Obviously I’m out of my depth and far from my expertise here but it sure is fun to speculate
One way to tell that you’re at the edge of viability for actual living at this point, as opposed to simply passing through or enduring it until better conditions arise, is that Antarctic mountain slopes appear to be completely sterile and free of microbes:
Presumably if you brought microbes there, they would be able to endure for a while (and given aerial dispersal, they must be arriving constantly). But apparently no meaningful form of sustainable life at the microbial scale or higher is possible. (Similar to bacteria, spores, or tardigrades being able to survive exposure to space, and thus hitchhike to other planets or cause panspermia—but can’t actually grow, reproduce, or even just sustain a constant population in space.) Air might be similar: not so much because of the horrible salts in air, as its general lack of moisture and, well, everything else too.
So air can be a great medium for dispersal (as it is for even larger organisms like spiders), and there’s evidence about bacteria manipulating weather for this purpose, but it’s no place to live for biological life as we know it.

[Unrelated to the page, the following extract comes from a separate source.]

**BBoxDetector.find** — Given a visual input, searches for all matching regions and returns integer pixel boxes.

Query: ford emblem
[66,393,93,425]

(Which of course says little about mechanical life: they don’t necessarily need any water, they can engage in complex logistics to move around atoms that they need like piping feedstocks up into the sky, they can create structures which bacteria would be utterly unable to like kites supporting solar panels or mirrors, they can use it bacteria-style for covert dispersal and do heavy industry on the ground, etc. They aren’t selfish little replicators which must evolve tiny fitness-incrementing step by step from little blobs of self-bootstrapping organic goo solely to maximize reproductive fitness under constraints of heavy predation & defection, among other limitations.)
Sorry, what?
Ice-nucleating bacteria: https://www.nature.com/articles/ismej2017124 https://www.sciencefocus.com/planet-earth/bacteria-controls-the-weather
If you can secrete the right things, you can potentially cause rain/snow inside clouds. You can see why that might be useful to bacteria swept up into the air: the air may be a fine place to go temporarily, and to go somewhere, but like a balloon or airplane, you do want to come down safely at some point, usually somewhere else, and preferably before the passengers have begun to resort to cannibalism. So given that even bacteriophage viruses are capable of surprisingly sophisticated community-wide decisions about when to kill their bacteria hosts and find greener pastures, and that bacteria communities can do similar calculations about dispersal or biofilm formation, it would not be too surprising if bacteria in a cloud storm might be computing things like timers or counting the average rate of organic matter floating upwards, to decide when to ‘try to land’ by everyone secreting special ice-nucleating molecules in the hopes of triggering the storm that will deliver them safely to the foreign ground, rather than waiting passively for a random storm which might put them down too late or somewhere bad.
I started thinking about it because of thinking about Yudkowsky’s old idea of diamandoid nanobots replicating in the upper atmosphere.
My guess is that air is too violent and diverse compared to something like ocean. A neutral buoyancy organism wouldn’t calmly float, it would be buffeted around by wind and smashed against ground. And there’s no “surface of the air” to anchor itself.